For years unknown, dollhouses have always been a special part of childrens’ earliest years, but if it is something like Coleen Moore’s Fairy Castle, it sure would find a place in a museum like the Museum of Science + Industry, Chicago. Our earlier coverage of dollhouses includes the Elaine Shaw dollhouse that was equipped with all modern functional equipment, and the Bespoken dollhouse that featured the select work of artists from Glouster. But this fantasy house takes a step closer to luxury than what could generally be fathomed.
Ms. Coleen Moore came to known as a prominent actress in an era of silent movies, but is also known for her taste in miniature pieces of art. Her dollhouse called Fairy Castle certainly stands out as one, with its detailed craftsmanship of various parts of the house with precious gemstones, including its 12 parts comprising of the drawing room, great hall, the chapel, library, princess’s bathroom and bedroom, prince’s bathroom and bedroom, the attic and the magic garden. The great hall located around the center portion has a welcoming fairytale experience with statues of the story of Cinderella and the prince along with murals of the Pied Piper from Hamlin. The glass windows have been etched with visuals from Jack & the Beanstalk and also Princess and & Dwarfs. Coming to the kitchen, the murals are found aplenty. Over the door there is the tale of the three little pigs, and the walls are decorated with Jack & Jill, along with Humpty Dumpty over the arches and Little Bo Peep on the stove area. The utensils used here are made out of real copper, and the dinner table is the exact replica of the one used in Queen Mary’s dollhouse at Windsor Castle. The drawing room for that matter has rose quartz and jade from the Chinese royal collection which are close to 500 years in age. The chandelier hanging from the ceiling is pure gold with diamonds. One of the murals on the wall is a painting by the legendary Walt Disney himself, and the vases around the door are of similar age to the chinaware mentioned earlier.

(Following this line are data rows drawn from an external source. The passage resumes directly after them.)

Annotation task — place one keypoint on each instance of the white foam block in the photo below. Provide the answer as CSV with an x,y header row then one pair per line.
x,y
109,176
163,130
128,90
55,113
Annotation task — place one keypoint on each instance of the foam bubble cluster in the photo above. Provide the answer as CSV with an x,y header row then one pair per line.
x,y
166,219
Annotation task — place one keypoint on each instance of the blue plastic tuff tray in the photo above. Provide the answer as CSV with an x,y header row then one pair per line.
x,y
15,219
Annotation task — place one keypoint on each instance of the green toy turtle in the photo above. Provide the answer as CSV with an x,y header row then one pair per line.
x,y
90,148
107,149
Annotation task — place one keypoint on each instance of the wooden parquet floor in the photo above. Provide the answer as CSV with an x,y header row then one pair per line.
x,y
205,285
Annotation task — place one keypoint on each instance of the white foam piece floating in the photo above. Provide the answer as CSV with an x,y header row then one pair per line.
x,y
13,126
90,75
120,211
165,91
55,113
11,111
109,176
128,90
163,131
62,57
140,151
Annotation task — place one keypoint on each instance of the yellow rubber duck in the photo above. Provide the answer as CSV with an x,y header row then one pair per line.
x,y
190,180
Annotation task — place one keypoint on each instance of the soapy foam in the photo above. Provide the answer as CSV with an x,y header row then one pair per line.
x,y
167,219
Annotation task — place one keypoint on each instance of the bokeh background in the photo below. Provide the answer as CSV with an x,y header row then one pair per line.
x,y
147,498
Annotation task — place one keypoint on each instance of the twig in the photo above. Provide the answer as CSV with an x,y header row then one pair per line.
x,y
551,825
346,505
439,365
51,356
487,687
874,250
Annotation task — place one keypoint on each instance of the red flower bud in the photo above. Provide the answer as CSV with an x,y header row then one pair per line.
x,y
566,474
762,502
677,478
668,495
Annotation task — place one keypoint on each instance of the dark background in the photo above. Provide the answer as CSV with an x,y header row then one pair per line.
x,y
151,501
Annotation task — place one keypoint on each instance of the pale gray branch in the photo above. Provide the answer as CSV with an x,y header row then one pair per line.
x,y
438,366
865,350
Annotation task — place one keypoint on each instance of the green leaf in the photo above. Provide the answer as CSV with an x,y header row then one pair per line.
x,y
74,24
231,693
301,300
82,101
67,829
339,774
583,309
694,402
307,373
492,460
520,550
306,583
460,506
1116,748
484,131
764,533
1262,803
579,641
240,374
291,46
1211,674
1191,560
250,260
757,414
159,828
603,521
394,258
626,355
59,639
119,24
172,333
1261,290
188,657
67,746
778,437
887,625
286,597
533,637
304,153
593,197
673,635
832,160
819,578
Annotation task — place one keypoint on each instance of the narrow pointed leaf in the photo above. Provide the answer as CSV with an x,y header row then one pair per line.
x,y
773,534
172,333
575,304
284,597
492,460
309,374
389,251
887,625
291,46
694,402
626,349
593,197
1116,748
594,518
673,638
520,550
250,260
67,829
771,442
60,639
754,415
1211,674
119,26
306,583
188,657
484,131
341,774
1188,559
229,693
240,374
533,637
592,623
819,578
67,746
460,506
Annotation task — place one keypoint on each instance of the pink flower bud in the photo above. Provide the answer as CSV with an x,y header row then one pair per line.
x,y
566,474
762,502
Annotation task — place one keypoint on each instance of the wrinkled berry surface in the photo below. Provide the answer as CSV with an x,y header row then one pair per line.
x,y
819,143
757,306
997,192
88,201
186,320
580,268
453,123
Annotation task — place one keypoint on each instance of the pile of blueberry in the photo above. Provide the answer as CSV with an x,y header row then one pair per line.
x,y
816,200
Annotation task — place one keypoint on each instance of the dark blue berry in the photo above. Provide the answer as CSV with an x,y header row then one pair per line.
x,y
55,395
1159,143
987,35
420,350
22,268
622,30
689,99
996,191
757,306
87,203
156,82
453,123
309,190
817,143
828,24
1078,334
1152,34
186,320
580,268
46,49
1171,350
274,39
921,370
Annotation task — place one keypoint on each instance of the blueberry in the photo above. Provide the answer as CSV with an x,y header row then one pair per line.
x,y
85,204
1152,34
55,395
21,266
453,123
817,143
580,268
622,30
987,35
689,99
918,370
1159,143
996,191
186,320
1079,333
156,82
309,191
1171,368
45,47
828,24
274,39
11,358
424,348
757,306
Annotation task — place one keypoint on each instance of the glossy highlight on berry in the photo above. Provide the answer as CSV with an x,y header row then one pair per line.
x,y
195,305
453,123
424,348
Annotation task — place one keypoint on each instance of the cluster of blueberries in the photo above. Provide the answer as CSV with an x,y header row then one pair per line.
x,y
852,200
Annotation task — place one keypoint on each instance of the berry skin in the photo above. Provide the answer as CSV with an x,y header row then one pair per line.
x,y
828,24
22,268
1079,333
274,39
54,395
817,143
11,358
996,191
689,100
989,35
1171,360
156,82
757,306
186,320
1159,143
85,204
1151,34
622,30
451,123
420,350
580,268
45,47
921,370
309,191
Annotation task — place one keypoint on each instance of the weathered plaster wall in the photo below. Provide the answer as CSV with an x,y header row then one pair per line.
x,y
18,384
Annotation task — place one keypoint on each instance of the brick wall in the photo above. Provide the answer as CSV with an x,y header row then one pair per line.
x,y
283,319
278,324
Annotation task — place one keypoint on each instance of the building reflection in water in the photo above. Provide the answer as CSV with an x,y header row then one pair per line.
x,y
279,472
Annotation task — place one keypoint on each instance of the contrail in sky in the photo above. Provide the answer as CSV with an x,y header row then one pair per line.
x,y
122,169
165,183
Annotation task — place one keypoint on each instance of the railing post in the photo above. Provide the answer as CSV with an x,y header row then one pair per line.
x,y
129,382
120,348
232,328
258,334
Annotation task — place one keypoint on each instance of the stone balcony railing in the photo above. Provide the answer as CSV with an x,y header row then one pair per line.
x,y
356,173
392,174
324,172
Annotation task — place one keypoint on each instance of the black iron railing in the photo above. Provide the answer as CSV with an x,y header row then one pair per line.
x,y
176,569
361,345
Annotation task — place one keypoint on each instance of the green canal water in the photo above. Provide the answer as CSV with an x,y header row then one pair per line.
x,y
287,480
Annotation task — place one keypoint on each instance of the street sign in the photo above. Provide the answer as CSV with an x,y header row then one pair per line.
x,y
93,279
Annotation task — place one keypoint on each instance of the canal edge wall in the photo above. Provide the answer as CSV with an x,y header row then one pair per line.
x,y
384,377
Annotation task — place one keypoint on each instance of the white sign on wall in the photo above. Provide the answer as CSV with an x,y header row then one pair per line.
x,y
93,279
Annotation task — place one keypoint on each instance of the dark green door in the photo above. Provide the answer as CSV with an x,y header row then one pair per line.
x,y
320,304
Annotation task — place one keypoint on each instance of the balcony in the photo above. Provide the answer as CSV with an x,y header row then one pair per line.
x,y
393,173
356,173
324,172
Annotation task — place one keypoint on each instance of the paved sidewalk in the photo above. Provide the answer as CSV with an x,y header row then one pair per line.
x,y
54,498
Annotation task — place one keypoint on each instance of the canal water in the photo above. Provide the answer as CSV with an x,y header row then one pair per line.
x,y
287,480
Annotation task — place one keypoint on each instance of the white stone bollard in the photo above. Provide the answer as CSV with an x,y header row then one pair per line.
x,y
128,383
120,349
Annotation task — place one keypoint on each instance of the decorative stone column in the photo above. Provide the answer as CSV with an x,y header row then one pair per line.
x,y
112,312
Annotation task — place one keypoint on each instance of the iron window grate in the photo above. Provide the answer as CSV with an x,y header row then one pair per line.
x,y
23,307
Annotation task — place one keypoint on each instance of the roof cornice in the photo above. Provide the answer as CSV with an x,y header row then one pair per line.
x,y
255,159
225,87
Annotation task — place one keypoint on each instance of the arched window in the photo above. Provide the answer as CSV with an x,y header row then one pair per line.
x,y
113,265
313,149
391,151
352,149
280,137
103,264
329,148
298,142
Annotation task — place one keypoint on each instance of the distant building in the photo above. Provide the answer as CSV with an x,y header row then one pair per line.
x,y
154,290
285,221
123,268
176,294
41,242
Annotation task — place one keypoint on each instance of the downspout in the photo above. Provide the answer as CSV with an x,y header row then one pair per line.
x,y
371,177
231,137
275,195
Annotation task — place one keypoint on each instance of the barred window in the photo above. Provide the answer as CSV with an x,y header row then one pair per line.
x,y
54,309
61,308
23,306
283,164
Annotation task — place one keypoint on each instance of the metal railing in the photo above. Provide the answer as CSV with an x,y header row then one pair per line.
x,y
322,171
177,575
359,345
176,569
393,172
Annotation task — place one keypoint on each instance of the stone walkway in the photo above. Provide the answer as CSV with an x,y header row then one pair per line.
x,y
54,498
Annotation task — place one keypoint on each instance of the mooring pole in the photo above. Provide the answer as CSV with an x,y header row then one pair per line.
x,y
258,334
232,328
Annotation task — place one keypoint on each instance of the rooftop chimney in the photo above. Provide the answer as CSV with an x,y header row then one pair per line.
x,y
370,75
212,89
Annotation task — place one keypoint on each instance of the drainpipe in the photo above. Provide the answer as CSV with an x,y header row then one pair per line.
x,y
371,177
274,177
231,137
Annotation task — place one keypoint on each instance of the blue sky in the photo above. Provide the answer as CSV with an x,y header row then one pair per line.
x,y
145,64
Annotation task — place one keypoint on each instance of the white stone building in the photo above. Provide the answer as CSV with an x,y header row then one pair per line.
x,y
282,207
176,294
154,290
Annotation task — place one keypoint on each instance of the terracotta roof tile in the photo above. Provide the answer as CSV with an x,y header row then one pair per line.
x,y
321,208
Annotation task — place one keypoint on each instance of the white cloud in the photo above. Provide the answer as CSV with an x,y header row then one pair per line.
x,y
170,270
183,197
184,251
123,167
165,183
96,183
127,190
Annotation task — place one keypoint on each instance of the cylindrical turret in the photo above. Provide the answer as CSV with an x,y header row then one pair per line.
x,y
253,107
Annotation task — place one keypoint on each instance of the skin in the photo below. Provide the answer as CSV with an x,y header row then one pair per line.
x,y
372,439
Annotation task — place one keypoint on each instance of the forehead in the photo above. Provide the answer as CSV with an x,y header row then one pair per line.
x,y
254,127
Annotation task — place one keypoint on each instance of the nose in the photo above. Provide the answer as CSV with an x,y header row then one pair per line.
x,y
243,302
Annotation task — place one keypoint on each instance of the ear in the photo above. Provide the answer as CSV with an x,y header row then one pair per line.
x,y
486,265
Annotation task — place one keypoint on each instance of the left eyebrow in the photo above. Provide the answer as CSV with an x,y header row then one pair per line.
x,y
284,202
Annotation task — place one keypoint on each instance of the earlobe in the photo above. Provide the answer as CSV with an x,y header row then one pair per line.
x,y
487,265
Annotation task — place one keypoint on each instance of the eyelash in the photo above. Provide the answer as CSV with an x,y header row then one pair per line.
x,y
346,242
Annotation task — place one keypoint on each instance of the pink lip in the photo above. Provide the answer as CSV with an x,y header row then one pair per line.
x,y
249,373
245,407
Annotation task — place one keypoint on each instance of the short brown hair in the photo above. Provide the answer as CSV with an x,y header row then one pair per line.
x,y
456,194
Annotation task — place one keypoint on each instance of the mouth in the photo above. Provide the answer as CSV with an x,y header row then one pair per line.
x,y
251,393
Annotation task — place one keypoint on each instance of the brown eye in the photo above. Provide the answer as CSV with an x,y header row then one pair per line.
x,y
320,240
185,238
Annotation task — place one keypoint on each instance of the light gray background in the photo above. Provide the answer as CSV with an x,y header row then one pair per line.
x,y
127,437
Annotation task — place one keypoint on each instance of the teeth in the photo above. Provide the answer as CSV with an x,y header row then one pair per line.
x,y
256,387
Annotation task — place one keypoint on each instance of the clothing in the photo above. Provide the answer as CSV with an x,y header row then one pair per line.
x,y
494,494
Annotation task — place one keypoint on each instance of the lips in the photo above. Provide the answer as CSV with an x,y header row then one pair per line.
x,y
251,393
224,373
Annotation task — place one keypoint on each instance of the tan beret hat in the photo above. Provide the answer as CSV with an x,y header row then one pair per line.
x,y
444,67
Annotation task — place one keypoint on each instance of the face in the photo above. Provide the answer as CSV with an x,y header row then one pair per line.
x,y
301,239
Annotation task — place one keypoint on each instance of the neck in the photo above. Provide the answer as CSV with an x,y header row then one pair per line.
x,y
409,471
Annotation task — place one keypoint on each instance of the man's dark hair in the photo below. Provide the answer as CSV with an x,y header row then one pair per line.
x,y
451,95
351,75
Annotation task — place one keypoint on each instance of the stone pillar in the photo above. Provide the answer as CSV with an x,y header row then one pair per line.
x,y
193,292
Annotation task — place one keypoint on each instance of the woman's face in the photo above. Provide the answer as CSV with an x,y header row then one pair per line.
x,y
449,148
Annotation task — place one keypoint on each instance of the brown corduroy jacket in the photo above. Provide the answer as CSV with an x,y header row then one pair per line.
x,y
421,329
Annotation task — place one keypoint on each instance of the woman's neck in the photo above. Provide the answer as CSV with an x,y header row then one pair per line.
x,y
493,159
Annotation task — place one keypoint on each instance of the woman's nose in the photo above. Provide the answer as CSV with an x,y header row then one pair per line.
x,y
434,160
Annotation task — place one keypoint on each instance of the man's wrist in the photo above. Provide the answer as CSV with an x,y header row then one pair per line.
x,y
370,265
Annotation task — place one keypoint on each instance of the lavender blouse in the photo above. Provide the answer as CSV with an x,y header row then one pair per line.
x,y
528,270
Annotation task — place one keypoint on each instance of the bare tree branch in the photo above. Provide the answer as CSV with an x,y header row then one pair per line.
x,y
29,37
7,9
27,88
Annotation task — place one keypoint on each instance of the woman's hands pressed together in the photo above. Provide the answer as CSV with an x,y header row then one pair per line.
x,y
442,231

This castle had a nationwide tour during the years of the Great Depression, to raise funds for children’s charities. Some major stops in bigger cities took the collection of the display to a total of $700,000 between 1935 and 1939. Since the total structure measures 8’7’ x 8’2” x 7’7”, it wouldn’t have been possible to carry it around, hence Ms. Moore designed it in a way that it could be unassembled into 200 pieces, with each component having a special drawer for itself, for transportation. The final destination as mentioned earlier is the Museum of Science & Industry, Chicago where it is on display for the general public.